2. The non-destructive clamping internal pressure testing device for soft thin-walled metal tubes according to claim 1, characterized in that: The base (1) includes a connector (101), the connector (101) is provided with a first liquid passage hole, the first liquid passage hole extends from the bottom end face to the bottom top end face, the bottom top end face is provided with a lower mounting position, the lower mounting position is provided with a first sealing ring (102), the bottom end face is provided with a test pipeline mounting position, the test pipeline mounting position is provided with a second sealing ring (103).
3. The non-destructive clamping internal pressure testing device for soft thin-walled metal tubes according to claim 2, characterized in that: The lower plug (2) includes a lower plug body (201), a lower sealing nut (110), a lower clamping sleeve (91), and a sealing ring assembly. The lower plug body (201) is threadedly connected to the lower mounting position. The sealing ring assembly is installed inside the lower plug body (201). The lower clamping sleeve (91) is installed above the sealing ring assembly. The lower sealing nut (110) is threadedly connected to the lower plug body (201). By rotating the lower sealing nut (110), the lower clamping sleeve (91) is driven to move, causing the sealing ring assembly to be squeezed.
4. The non-destructive clamping internal pressure testing device for soft thin-walled metal tubes according to claim 3, characterized in that: The lower plug body (201) is provided with a lower inner plug (202), which is a hollow structure, and the lower end of the tube to be tested (100) is supported outside the lower inner plug (202).
5. The non-destructive clamping internal pressure testing device for soft thin-walled metal tubes according to claim 4, characterized in that: The upper plug (3) includes an upper plug body (301), an upper sealing nut (120), an upper clamping sleeve (92), a sealing ring assembly, and an upper inner plug (302). The sealing ring assembly is installed inside the upper plug body (301), and the upper clamping sleeve (92) is installed below the sealing ring assembly. The upper sealing nut (120) is threadedly connected to the upper plug body (301). By rotating the upper sealing nut (120), the upper clamping sleeve (92) is driven to move, so that the sealing ring assembly is squeezed.
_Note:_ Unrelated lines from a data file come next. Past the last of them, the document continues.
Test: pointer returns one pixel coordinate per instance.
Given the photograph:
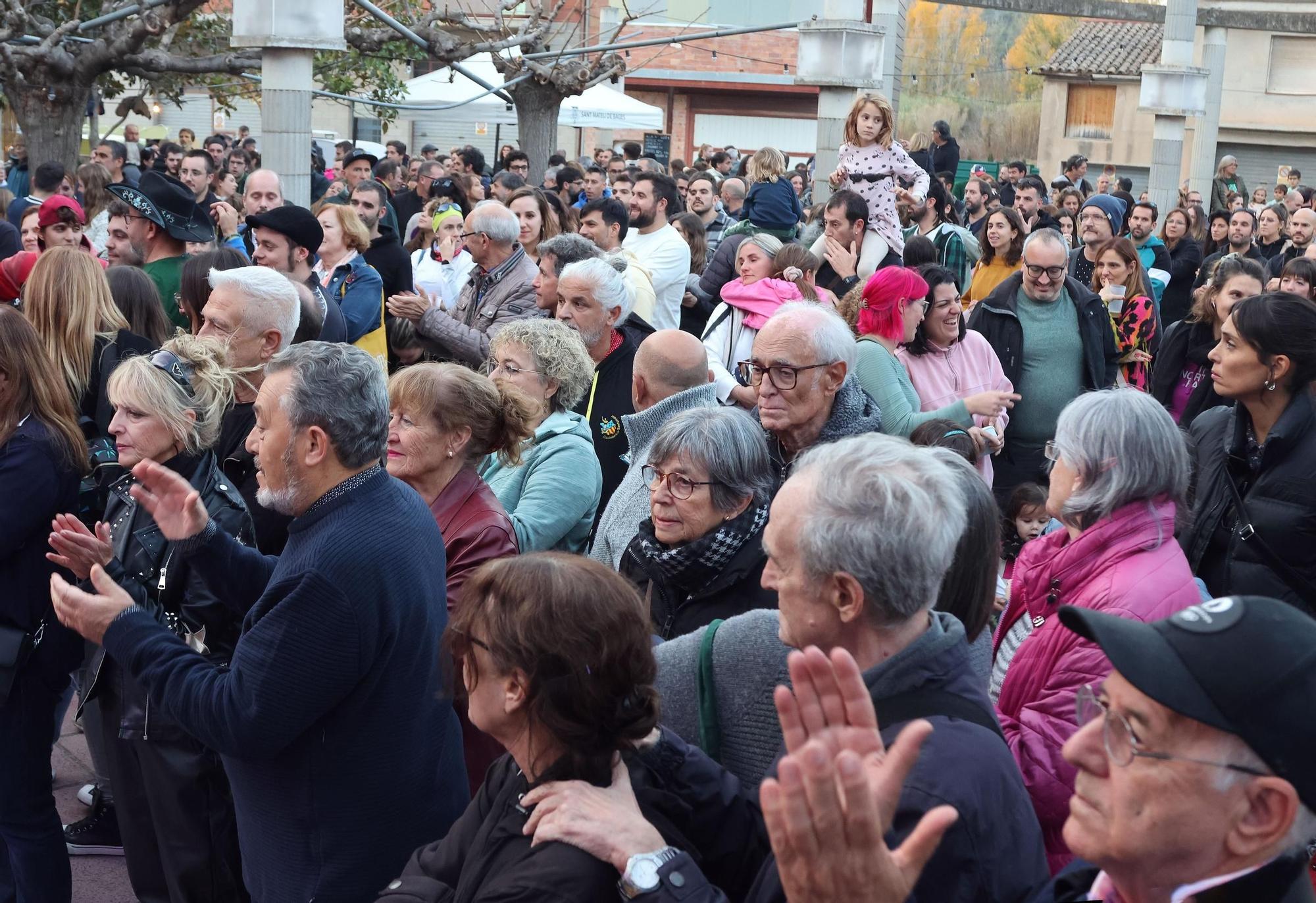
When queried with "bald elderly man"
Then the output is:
(669, 376)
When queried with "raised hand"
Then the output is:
(827, 818)
(89, 614)
(77, 548)
(170, 501)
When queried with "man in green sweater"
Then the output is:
(1055, 342)
(164, 217)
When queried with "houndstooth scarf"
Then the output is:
(697, 564)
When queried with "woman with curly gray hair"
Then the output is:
(553, 494)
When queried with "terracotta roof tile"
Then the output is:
(1101, 48)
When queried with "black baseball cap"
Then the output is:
(1246, 665)
(297, 223)
(357, 153)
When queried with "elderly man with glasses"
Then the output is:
(1055, 342)
(802, 372)
(1194, 761)
(502, 290)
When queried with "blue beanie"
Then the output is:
(1111, 207)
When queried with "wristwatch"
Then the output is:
(642, 875)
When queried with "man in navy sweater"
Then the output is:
(335, 718)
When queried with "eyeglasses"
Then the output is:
(784, 376)
(1122, 744)
(177, 369)
(1053, 273)
(681, 488)
(493, 367)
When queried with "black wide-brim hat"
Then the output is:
(170, 205)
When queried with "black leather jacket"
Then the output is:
(164, 585)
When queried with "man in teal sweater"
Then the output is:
(334, 718)
(1055, 342)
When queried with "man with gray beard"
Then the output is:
(594, 301)
(334, 717)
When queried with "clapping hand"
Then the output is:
(77, 548)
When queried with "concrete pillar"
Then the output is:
(286, 119)
(1172, 90)
(1203, 165)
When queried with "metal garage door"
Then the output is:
(1259, 165)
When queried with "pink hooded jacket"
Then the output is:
(946, 376)
(1127, 565)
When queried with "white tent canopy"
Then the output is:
(601, 107)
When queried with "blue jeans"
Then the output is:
(34, 858)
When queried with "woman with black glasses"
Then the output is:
(701, 554)
(176, 810)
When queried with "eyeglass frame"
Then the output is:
(176, 369)
(1088, 696)
(492, 365)
(748, 369)
(659, 478)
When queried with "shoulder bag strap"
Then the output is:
(710, 730)
(1248, 534)
(928, 702)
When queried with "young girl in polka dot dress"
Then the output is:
(871, 164)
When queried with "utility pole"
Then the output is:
(1203, 167)
(842, 55)
(289, 34)
(1173, 90)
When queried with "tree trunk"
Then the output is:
(51, 128)
(538, 123)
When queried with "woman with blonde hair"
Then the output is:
(345, 276)
(43, 455)
(93, 180)
(553, 493)
(68, 299)
(169, 409)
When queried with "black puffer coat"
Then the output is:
(163, 582)
(1280, 498)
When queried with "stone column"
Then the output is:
(286, 120)
(1203, 168)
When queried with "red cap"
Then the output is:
(48, 215)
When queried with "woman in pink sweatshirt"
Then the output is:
(947, 363)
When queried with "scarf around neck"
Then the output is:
(697, 564)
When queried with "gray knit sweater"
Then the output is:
(749, 663)
(630, 502)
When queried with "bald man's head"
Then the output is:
(668, 363)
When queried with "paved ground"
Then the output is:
(97, 879)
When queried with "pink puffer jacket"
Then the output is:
(1127, 565)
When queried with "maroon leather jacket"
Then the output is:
(474, 526)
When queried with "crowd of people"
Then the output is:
(653, 530)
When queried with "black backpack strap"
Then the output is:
(930, 702)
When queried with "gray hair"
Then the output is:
(609, 288)
(830, 335)
(769, 244)
(1125, 448)
(340, 389)
(270, 299)
(1047, 236)
(886, 513)
(1234, 750)
(559, 355)
(724, 442)
(498, 223)
(568, 248)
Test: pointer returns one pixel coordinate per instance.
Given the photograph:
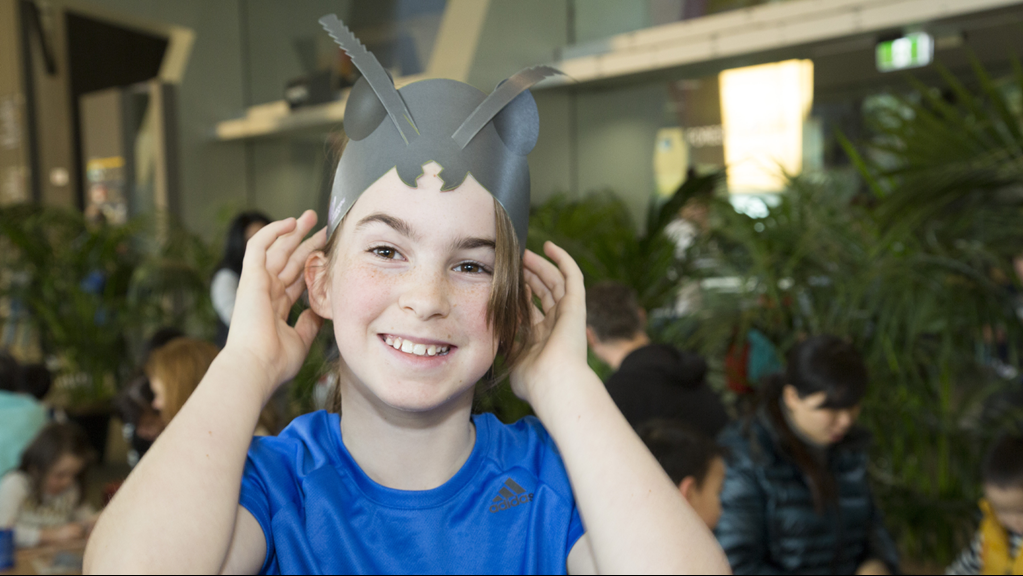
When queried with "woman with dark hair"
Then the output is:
(225, 280)
(796, 497)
The upper end of the tube to be tested (100) is supported outside the upper inner plug (302).
6. The non-destructive clamping internal pressure testing device for soft thin-walled metal tubes according to claim 5, characterized in that: The sealing ring assembly includes a first conical sealing ring (7) and a second conical sealing ring (8) installed in opposite directions.
7. The non-destructive clamping internal pressure testing device for soft thin-walled metal tubes according to claim 6, characterized in that: The base (1) is provided with several threaded holes, the column (4) is threadedly engaged with the threaded holes, the column (4) is provided with several pin holes, and a pin (6) is provided in the pin hole.